Scaling MarTech for Social Impact

Here’s What Happened

Silhouette of a woman with braids wearing a gold crown, with the text 'The Crown Act' below.

In 2018, JOY Collective, an African-American women-owned agency, was selected by Unilever to lead the CROWN Act movement's digital strategy. I was brought on as Lead Digital Designer.

We were building the digital backbone for civil rights legislation that didn't exist yet. Hair discrimination was happening everywhere, but getting states to change their laws required something completely different from traditional advocacy.

The Challenge

Imagine trying to explain to Unilever executives why they should take a public stance on legislation that might never pass, in an area where corporate involvement could create massive liability issues.

Now imagine doing that while federal agencies are asking questions about why a soap company is suddenly involved in civil rights law.

We had to coordinate between Esi Eggleston Bracey, President of Unilever North America at the time (a visionary and architect of the CROWN movement), Unilever's legal teams (who were nervous), multiple other agencies (who had different expertise), and state-level advocates (who needed results, not corporate caution).

Every piece of content had to pass legal review in multiple jurisdictions while feeling authentic to communities fighting for basic dignity. Digital content and social media strategy required balancing corporate messaging with cultural authenticity across different agency partners.

Gold silhouette of a person's head with an afro hairstyle on a beige background.

The Approach

  • Built the TheCROWNAct.com authoritative hub housing Dove's proprietary research studies, state legislative tracking, and advocacy capabilities - all accessible to the public while maintaining regulatory requirements across multiple jurisdictions.

  • Integrated research platform where individuals, employers, and legal teams could access the same research data driving national policy discussions, creating unified information sources for advocacy efforts.

  • State-by-state tracking platforms because every state has different legislative processes, different committee structures, and different political dynamics requiring specialized technology approaches.

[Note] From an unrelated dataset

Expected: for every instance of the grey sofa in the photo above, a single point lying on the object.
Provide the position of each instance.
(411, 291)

  • Consistent messaging systems that could handle state-level complexity while keeping communications aligned across diverse political landscapes and regulatory environments throughout the country.

  • Corporate partnership capabilities that let companies like LinkedIn join the effort without accidentally creating coordination issues that might trigger lobbying regulations or compliance concerns.

  • Annual CROWN Day initiatives that maintained momentum between legislative sessions while providing safe ways for Unilever to show continued support without overstepping regulatory boundaries.

The hardest part wasn't the technology. It was figuring out how to make authentic advocacy work within corporate legal constraints while maintaining the trust of communities who had every reason to be skeptical of corporate involvement in civil rights.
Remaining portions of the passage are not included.